2 Controller HA Cluster

Hi,
we were able to successfully start an OpenZiti HA cluster of 2 controllers.
2 controllers are currently enough for our project although we read that in our setup we will need 3 controllers for the voting and raft purposes.
we thought about have a tiny 3rd controller but we have an issue with it becoming a leader
we would like to only be a voter.
This "Voter" will in no way be a controller "Leader" and serve any other purposes.
What is the best way of operating 2 controllers and if there is no option, how can we be sure that a third controller will not become a leader.
Thank you!

Hello, I had a couple of thoughts to this:

  1. Two controllers might be fine. If one fails, you won't be able to make to make model updates until the second server is recovered, but existing identities and services should continue to work. So it depends on what your uptime requirements are for being able to make administrative changes.
  2. There's no capability which allows for a voting member which can't be a leader. The best you could do is monitor the system and if you see that the node you don't want to be leader has become leader, you can request that leadership be transferred to a different node.

Hope that's helpful.

Paul

Thank you Paul!
We noticed something interesting though in the replication of data.
Identities, routers are fully replicated
We created a service on ctrl1 and it was replicated to ctrl2 but it is missing the dial policy,
which rendered the service to be non functional when the ctrl1 is being stopped.
Any idea as to why would this happen?

If you run

ziti fabric inspect data-model-index

That will tell you the index of the distributed journal on each controller node.
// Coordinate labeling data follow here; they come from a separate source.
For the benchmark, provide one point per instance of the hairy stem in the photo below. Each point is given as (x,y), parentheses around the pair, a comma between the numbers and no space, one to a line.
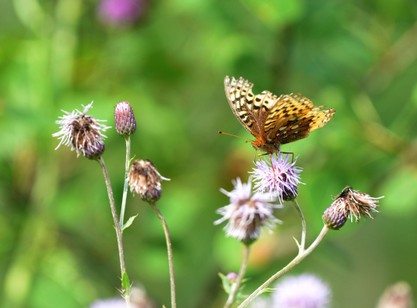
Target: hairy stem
(301,255)
(169,250)
(115,218)
(125,185)
(236,285)
(303,225)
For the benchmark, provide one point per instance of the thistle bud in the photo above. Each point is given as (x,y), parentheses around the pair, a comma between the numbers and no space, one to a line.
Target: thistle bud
(124,118)
(82,133)
(145,180)
(335,215)
(351,204)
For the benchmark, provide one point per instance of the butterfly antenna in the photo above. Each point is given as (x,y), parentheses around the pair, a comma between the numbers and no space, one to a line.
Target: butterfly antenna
(232,135)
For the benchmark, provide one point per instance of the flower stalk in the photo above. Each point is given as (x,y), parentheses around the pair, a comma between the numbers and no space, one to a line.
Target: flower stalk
(169,250)
(236,285)
(302,253)
(118,228)
(126,182)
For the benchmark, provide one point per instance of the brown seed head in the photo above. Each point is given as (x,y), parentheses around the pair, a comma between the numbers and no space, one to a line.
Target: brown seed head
(145,180)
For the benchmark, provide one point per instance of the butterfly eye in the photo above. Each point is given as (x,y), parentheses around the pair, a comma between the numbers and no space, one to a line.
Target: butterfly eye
(273,120)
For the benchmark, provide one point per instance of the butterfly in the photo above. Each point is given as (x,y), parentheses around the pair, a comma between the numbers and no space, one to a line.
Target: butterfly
(273,120)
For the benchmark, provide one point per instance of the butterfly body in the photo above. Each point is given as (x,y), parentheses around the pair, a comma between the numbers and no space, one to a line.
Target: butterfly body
(273,120)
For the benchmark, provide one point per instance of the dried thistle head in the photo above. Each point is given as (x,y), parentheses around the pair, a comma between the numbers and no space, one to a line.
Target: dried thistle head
(82,133)
(351,204)
(145,180)
(247,212)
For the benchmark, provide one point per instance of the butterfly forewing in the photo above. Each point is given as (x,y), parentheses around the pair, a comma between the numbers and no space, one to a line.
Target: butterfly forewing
(274,120)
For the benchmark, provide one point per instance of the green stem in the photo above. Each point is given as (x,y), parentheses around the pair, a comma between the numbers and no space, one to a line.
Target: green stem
(301,255)
(236,285)
(169,250)
(115,221)
(303,225)
(126,182)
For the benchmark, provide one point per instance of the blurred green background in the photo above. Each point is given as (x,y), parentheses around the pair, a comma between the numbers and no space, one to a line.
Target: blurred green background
(57,242)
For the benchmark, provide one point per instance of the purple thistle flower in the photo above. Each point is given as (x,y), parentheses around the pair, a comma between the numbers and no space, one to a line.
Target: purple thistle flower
(120,12)
(247,213)
(303,291)
(278,176)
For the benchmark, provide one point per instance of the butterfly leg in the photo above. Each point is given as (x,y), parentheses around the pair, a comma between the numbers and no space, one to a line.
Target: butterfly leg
(288,153)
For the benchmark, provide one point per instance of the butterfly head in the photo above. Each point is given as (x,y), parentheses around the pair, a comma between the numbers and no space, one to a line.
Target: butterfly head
(261,145)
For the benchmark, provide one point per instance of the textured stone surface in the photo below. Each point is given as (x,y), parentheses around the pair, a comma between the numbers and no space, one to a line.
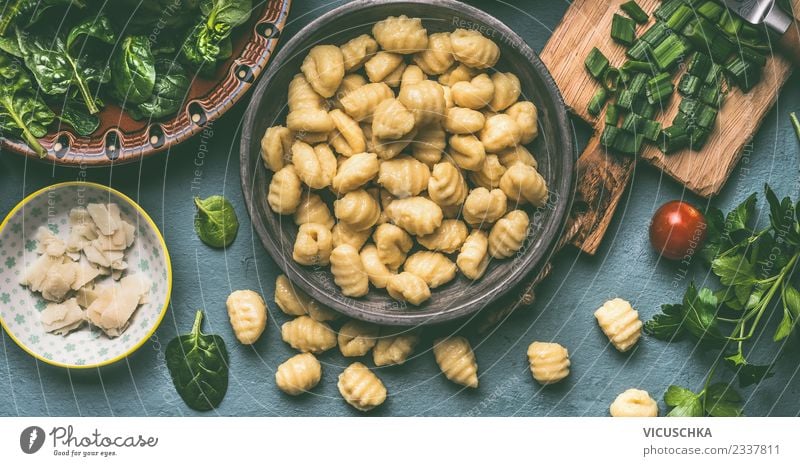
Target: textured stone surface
(624,266)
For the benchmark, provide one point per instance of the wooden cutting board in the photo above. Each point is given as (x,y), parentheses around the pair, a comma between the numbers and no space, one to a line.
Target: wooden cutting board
(603,177)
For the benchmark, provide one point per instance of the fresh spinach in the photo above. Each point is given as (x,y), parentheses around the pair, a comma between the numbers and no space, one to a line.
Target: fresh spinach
(169,92)
(198,364)
(133,71)
(208,41)
(215,223)
(22,113)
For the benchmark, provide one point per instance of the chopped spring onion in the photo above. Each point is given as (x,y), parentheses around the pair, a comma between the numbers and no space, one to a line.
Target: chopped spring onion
(795,123)
(625,99)
(678,19)
(596,63)
(628,143)
(745,74)
(699,65)
(669,52)
(608,136)
(710,10)
(689,85)
(623,30)
(633,66)
(711,94)
(597,102)
(635,12)
(612,115)
(636,86)
(666,9)
(656,33)
(643,108)
(659,88)
(612,78)
(651,130)
(673,138)
(639,51)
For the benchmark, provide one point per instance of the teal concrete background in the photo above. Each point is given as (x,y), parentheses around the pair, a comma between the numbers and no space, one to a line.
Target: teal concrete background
(624,266)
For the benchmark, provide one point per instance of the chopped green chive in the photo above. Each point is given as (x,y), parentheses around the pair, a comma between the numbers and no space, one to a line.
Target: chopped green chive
(635,12)
(608,136)
(597,102)
(612,115)
(796,124)
(596,63)
(689,85)
(623,30)
(669,52)
(659,88)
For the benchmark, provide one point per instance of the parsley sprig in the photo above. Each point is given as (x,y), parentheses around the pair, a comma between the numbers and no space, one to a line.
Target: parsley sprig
(755,268)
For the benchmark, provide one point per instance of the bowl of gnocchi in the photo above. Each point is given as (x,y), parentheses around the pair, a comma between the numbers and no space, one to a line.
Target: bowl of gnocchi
(407,162)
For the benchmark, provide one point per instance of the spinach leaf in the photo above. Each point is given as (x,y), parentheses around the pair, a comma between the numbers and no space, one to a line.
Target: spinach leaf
(22,113)
(215,223)
(133,71)
(73,114)
(198,364)
(169,92)
(56,70)
(208,41)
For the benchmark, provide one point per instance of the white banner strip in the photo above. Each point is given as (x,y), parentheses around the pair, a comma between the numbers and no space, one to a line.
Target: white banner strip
(399,441)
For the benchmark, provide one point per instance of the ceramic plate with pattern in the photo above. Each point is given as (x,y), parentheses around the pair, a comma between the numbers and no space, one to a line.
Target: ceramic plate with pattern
(20,308)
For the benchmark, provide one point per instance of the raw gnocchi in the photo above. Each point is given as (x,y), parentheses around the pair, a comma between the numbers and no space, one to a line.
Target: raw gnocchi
(402,138)
(248,315)
(456,360)
(634,403)
(549,362)
(298,374)
(620,322)
(361,388)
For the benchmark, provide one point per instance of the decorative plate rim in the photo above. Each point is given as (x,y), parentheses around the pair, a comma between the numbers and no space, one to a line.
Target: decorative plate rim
(180,127)
(167,263)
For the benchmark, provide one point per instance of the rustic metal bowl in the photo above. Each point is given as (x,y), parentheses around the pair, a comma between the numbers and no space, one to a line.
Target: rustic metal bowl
(121,139)
(554,150)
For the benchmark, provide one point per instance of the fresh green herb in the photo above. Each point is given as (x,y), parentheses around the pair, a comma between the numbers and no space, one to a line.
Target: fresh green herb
(635,11)
(796,124)
(608,136)
(198,364)
(756,266)
(133,70)
(597,101)
(623,30)
(215,223)
(659,88)
(169,92)
(22,112)
(596,63)
(611,79)
(612,115)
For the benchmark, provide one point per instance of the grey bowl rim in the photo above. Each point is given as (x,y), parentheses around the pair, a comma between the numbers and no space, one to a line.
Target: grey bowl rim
(550,232)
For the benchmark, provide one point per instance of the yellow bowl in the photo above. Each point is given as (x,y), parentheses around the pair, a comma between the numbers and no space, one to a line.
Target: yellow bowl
(19,307)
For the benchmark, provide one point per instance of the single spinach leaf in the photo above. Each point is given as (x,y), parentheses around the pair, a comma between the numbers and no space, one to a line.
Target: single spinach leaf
(198,364)
(133,71)
(215,223)
(22,112)
(169,92)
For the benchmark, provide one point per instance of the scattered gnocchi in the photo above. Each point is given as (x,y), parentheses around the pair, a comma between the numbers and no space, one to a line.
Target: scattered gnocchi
(413,141)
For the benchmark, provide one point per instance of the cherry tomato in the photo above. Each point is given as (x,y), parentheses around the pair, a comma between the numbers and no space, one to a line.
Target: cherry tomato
(677,230)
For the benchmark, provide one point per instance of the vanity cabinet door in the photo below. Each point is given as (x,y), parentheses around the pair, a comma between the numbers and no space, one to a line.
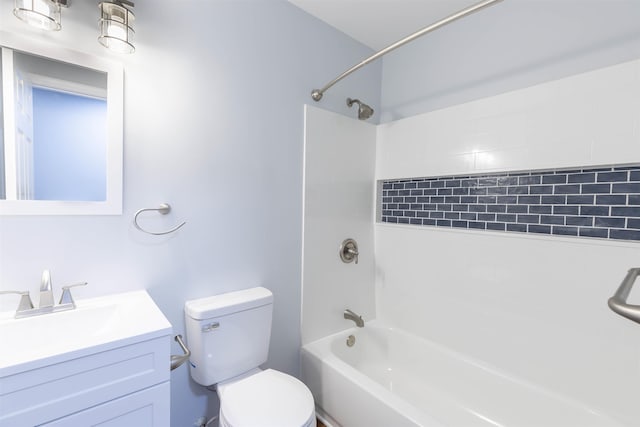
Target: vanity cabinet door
(145,408)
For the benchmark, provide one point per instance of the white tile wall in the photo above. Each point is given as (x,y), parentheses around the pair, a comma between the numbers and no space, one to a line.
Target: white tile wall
(338,203)
(587,119)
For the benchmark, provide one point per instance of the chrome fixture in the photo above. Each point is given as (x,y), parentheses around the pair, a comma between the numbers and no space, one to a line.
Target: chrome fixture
(26,309)
(618,302)
(178,360)
(164,209)
(43,14)
(116,26)
(25,300)
(316,94)
(348,251)
(351,340)
(46,291)
(350,315)
(364,111)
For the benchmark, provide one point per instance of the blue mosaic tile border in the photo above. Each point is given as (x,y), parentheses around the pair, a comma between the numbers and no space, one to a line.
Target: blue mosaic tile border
(601,202)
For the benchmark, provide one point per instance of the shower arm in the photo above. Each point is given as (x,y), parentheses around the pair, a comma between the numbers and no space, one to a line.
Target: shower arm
(316,94)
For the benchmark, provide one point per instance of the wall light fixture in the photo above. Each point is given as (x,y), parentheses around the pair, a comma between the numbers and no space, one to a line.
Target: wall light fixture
(43,14)
(116,31)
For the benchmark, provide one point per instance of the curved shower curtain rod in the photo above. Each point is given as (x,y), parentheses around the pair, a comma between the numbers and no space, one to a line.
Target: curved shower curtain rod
(316,94)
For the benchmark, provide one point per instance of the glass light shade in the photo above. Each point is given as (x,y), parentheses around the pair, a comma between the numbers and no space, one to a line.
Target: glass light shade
(44,14)
(116,31)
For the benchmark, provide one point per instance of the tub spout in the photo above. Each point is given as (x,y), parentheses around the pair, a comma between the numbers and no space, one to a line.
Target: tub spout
(350,315)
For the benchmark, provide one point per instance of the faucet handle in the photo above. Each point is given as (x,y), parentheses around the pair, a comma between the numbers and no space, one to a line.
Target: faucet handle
(25,299)
(66,297)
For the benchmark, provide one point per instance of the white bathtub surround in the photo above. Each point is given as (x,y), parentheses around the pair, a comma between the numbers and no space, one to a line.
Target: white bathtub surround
(535,307)
(506,329)
(394,378)
(338,204)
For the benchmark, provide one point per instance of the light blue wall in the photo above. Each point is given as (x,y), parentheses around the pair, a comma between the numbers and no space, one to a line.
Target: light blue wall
(511,45)
(69,156)
(214,101)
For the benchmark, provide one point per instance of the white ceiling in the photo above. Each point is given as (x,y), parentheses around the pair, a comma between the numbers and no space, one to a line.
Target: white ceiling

ziti fabric inspect router-data-model-index

will tell you what index routers have synced to for the smaller set of data being distributed to them.

Can you see if they're in sync?

Please also check the logs for errors, and if you see anything that looks suspicious that you can share, please post it.

Thank you,
Paul

1 Like

Hi Paul,
sorry for the delay, as I had to rebuild it over from scratch in order to verify and get the exact logs.
So this time i created the Service on ctrl1 and the replicated service on ctrl2 is missing the bind policy.
The result of the fabric command looks good and matching on both controllers:
CTRL1

> ziti fabric inspect data-model-index
> Results: (2)
> ctrl1.a.com.data-model-index
> index: 47
> timeline: 7Q0QD3aNR
> 
> ctrl2.a.com.data-model-index
> index: 46
> timeline: M_Dzd3aNg

CTRL2


ziti fabric inspect data-model-index
Results: (2)
ctrl2.a.com.data-model-index
index: 46
timeline: M_Dzd3aNg

ctrl1.a.com.data-model-index
index: 47
timeline: 7Q0QD3aNR

Here is the interesting log on Controller 2

[1261.534]    INFO ziti/controller/raft.(*BoltDbFsm).Apply: {index=[43]} apply log with type *command.CreateEntityCommand[*github.com/openziti/ziti/controller/model.Config]
[1261.565]    INFO ziti/controller/raft.(*BoltDbFsm).Apply: {index=[44]} apply log with type *command.CreateEntityCommand[*github.com/openziti/ziti/controller/model.Config]
[1261.596]    INFO ziti/controller/raft.(*BoltDbFsm).Apply: {index=[45]} apply log with type *command.CreateEntityCommand[*github.com/openziti/ziti/controller/model.EdgeService]
[1261.633]    INFO ziti/controller/raft.(*BoltDbFsm).Apply: {index=[46]} apply log with type *command.CreateEntityCommand[*github.com/openziti/ziti/controller/model.ServicePolicy]
[1261.713]    INFO ziti/controller/raft.(*BoltDbFsm).Apply: {index=[47]} apply log with type *command.CreateEntityCommand[*github.com/openziti/ziti/controller/model.ServicePolicy]
[1261.713]   ERROR ziti/controller/model.(*baseEntityManager[...]).createEntityInTx: {error=[the value '[-uYmdbkune]' for 'identityRoles' is invalid: no identities found with the given ids]} could not create servicePolicy in bolt storage

Hi Tikal,
There's something quite wrong with your setup.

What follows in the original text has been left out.